Un toro que no deja de levantarse

En la edición de 2016 del festival de BCNegra moderé una mesa con tres escritores escoceses de novela negra, Denise Mina, Louise Welsh y Peter May, que tenían en común haber nacido o residido en Glasgow. Aún resuenan en mis oídos las risas sincronizadas cuando les pregunté si la ciudad era tan propicia al género que los unía como inducía a pensar la obra de William McIlvanney. “Si lo dudas por un instante es que no has puesto un pie en ella”, bramó May. “En Glasgow siempre parece que la guerra acaba de terminar, sus nutrientes básicos son los recuerdos porque ha sido destruida y levantada muchas veces”, terció Mina.

Seis años después de aquel encuentro, Alan Parks, otro ilustre colega del trío citado, un nuevo custodio de la magia negra de Glasgow visitaba a principio de año el festival BCNegra para presentar Bobby March vivirá para siempre (Tusquets), la tercera entrega -tras Enero sangriento e Hijos de febrero– de una de las mejores series policíacas surgidas en los últimos años. Un agente -Harry McCoy-, la urbe portuaria y sórdida, y los primeros años de la década de los 70, son los marcos esenciales de una obra en marcha que encaja a la perfección en el legado que con más ansias recogió el tartan noir: la línea dura o hard-boiled de los años 30 y 40, con Dashiell Hammett, Raymond Chandler y Ross MacDonald a la cabeza, crítica social a borbotones por medio de un retrato nada complaciente de la metrópolis, donde el crimen es transversal, las calles son zonas de guerra, todo el mundo se busca la vida como puede y los buenos sentimientos son tréboles de cuatro hojas. Ambientada durante una inclemente ola de calor, Bobby March vivirá para siempre no hará las delicias del Patronato de Turismo de la ciudad más grande del país: “En Glasgow no estaban acostumbrados a ese clima, a la ciudad no le sentaba nada bien. El sol abrasador dejaba en evidencia la realidad de la ciudad; no había nubes ni lluvia para suavizar la imagen. La luz del sol evidenciaba la decadencia, la suciedad de las calles, los rostros demacrados de un grupo de hombres temblorosos en la puerta de una licorería esperando a que abriesen. La ciudad estaba cubierta de polvo, seca; incluso el olor era diferente, a asfalto caliente y alcantarillas y contenedores de basura recalentados. Era la clase de clima que provoca que la gente pierda los nervios, que cometa estupideces, que beba en exceso, que se pelee, el tipo de cosas que a Glasgow menos le convenían”.

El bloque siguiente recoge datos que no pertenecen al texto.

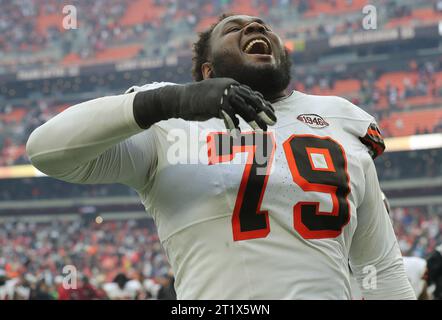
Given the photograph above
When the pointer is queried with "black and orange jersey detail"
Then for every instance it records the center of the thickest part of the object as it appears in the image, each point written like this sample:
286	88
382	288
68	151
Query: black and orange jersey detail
374	141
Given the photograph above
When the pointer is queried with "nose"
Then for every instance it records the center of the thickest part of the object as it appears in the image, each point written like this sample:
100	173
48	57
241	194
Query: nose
254	27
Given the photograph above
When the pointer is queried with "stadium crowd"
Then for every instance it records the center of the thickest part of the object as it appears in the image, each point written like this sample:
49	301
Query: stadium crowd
125	260
114	259
32	32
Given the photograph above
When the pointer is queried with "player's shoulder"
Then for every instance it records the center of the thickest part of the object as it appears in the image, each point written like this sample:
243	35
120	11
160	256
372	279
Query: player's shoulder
337	107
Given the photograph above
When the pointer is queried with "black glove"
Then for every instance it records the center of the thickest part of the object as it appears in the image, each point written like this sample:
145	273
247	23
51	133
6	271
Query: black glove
222	98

Como en las entregas anteriores, Parks, que se doctoró en Filosofía Moral y trabajó como director creativo para el sello discográfico Warner Music UK, comprime varias líneas argumentales -aquí, la desaparición de una niña, la muerte de una estrella del rock en una habitación de hotel, una serie de robos y la fuga de una adolescente- en unos pocos días, lo que otorga un enorme nervio narrativo a los libros. La otra mitad de la receta la pone McCoy, una fuerza de la naturaleza, un detective acechado por los fantasmas de los abusos sexuales que sufrió de niño en internados católicos, horror que le impulsa a intentar corregir con ferocidad los modos en que el poderoso se aprovecha del débil; en envenenada deuda eterna con un amigo de la infancia y narcotraficante sanguinario, Steven Cooper, que intentó protegerlo cuanto pudo; amante ocasional de una prostituta y que al recurrente abuso del alcohol de los de su gremio en la ficción añade drogas de viejo y nuevo cuño que debería estar persiguiendo en la calle. Un toro que no deja de levantarse y de volver a caer, igual que la ciudad que lo aprisiona; la resolución de casos como otro tipo de dosis para el alivio fugaz de los males del mundo y los males privados.

 

Tres veces apestado

Alan Parks no es el único que estos días nos grita “Glasgow me mata” desde las mesas de novedades pues su última novela está en asombrosa longitud de onda con El Quáquero (Catedral)de Liam McIlvanney, hijo del mito, lo han adivinado, demostración de que en ocasiones el talento es directamente transferible por la vía sanguínea. Estamos en 1969, apenas a cuatro años de que en el reino de la fantasía noir glasgowiana desaparezca la niña que propulsará Bobby March vivirá para siempre, pero, a diferencia de ese 1973 que cocerá a la población local, la ciudad atraviesa un invierno crudísimo, objeto de frecuentes tormentas “abriéndose paso por las hileras de casas adosadas, desparramando tejas de pizarra y sacudiendo chimeneas”. Lo que les faltaba a las clases humildes en un contexto de “erradicación de los suburbios, reurbanización, barrios enteros perdidos con la demolición de los edificios, calles despejadas, familias diseminadas. Algunas iban a las nuevas, grandes viviendas de protección oficial de las afueras de la ciudad, pero la mayoría se marchaba. Se iban a las nuevas ciudades costeras o, más lejos, a Canadá, Estados Unidos, emigraban a Adelaida y Wellington. Una vida nueva en lugares soleados que dejaba atrás la mugre de las ratoneras donde vivían”.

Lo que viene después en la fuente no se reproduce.